Common Rule Confusion Clouds Industry Preparedness
As the January 19 implementation date of the revised Common Rule approaches, the question remains as to whether or not implementation of the revised rule will be delayed — leaving many feeling uncertain.
There has been a degree of uncertainty about the implementation of the revised Common Rule ever since its release in January 2017, said Amy Dow, an attorney with Epstein, Becker & Green’s healthcare and life sciences practice.
Days after the final rule was adopted, it was subject to a regulatory freeze imposed by the new Trump administration. By last summer, research institutions and organizations “were growing weary” about the lack of information regarding the status of the January 19 implementation date, as well as the lack of guidance regarding many of the rule’s more complex provisions, Dow said.
Since then two proposed rules have appeared on the Office of Management and Budget (OMB) website. The first, posted in October, was a proposal for a one-year delay in the implementation date of the Common Rule revision while allowing the use of three burden-reducing provisions during the delay year. On January 4 another proposed rule appeared suggesting implementation of the complete rule could be delayed.
This has caused even more uncertainty within the regulated community, said David Borasky, vice president, IRB compliance, WIRB-Copernicus Group. “Even with these [two proposed rules] being posted to the OMB website, OHRP (Office for Human Research Protections) has been unwilling to bare any details regarding their approach to the rulemaking process.

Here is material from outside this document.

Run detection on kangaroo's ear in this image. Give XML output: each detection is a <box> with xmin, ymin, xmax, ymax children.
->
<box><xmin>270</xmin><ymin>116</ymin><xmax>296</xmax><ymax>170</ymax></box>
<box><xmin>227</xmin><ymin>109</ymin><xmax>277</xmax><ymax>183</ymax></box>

“And they haven’t definitely said whether the [rule] that came out last week supersedes the one that came out in October,” he noted. “So the regulated community is essentially operating in the dark.”
The result, according to Borasky and Dow, is that there are concerns about how prepared organizations and institutions are for the January 19 implementation date.
“Many of the final rule’s changes require the expenditure of significant resources for revisions of policies, procedures and documents, training and updates to information systems,” said Dow. “Research institutions may have been hesitant to expend already limited resources to make these changes in light of the uncertain status of the final rule’s provisions.”
Borasky suspects that the steps many organizations have taken to prepare for the implementation date have been “uneven” or taken longer than expected because they were hoping they would receive guidance on some of the new areas of regulation contained in the revised rule — several of which will impact clinical trial management.
“It bears repeating that the revised common rule only applies to research funded by a Common Rule agency, so the impact on industry-sponsored clinical research is really minimized,” Borasky pointed out. “That said, the provisions of the revised rule that will have the greatest immediate impact on the management of clinical trials are tied to its informed consent provisions.”
These include provisions such as the inclusion of key information in informed consent documents, described in the revised rule as a “concise and focused presentation of the key information that is most likely to assist a prospective subject of legally authorized representative in understanding the reasons why one might or might not want to participate in the research.”
“This is a completely new area of regulation, so there is no precedent for it,” Borasky said. “And it is especially challenging because the requirement is very vague and it’s not clear what will be considered to be in compliance.”
Borasky pointed out that another provision that has caused some consternation is one requiring that consent forms for certain federally funded clinical trials be posted on a public website.
“It’s going to be established as a registry,” he said. “However, no information has been provided about this registry, so, in theory, there’s an aspect of the rule — if it goes into effect next week — that has no mechanism for complying with it. That’s certainly going to be a challenge.”
There’s also some confusion about another informed consent provision that could impact clinical trials, Borasky said. For studies on stored identifiable data or identifiable biospecimens, researchers will have the option to rely on broad consent obtained for future research as an alternative to seeking IRB approval to waive the consent requirement.
“For those sponsors or investigators that want to exercise this ‘broad consent’ option for certain kinds of research, it’s not entirely clear how it is intended to be operationalized,” he said.
All of this uncertainty is further complicated, Borasky pointed out, by the fact that the FDA won’t be harmonizing its regulations with those of the common rule agencies “for quite some time.”
“The 21St Century Cures Act calls for the harmonization of human subject protection regulations between the FDA and the common rule agencies,” but as Borasky pointed out, the FDA will have to go through its own, time-consuming, rulemaking process.
What would be the impact of an implementation delay?
A delay would definitely allow more time for agency guidance on implementing the changes required by the rule, Dow said. “And it will give affected research institutions the opportunity to make the necessary changes and educate their stakeholders to facilitate compliance.”
On the other hand, Borasky said an implementation delay would represent “wasted effort.”
“Every IRB I’m aware of has invested some effort in planning for these changes, and for many the investment has been significant,” he said. “It’s been a lot of effort preparing for a rule that we could learn won’t go into effect, and while that may bring relief to some, it will leave a number of us scratching our heads and wondering why we spent so much time, effort and money preparing for the implementation of this rule.”
“We have to be all in and assume that it will go into effect,” Borasky said. “For IRBs that means not waiting until the 18th to make sure everything is in place.”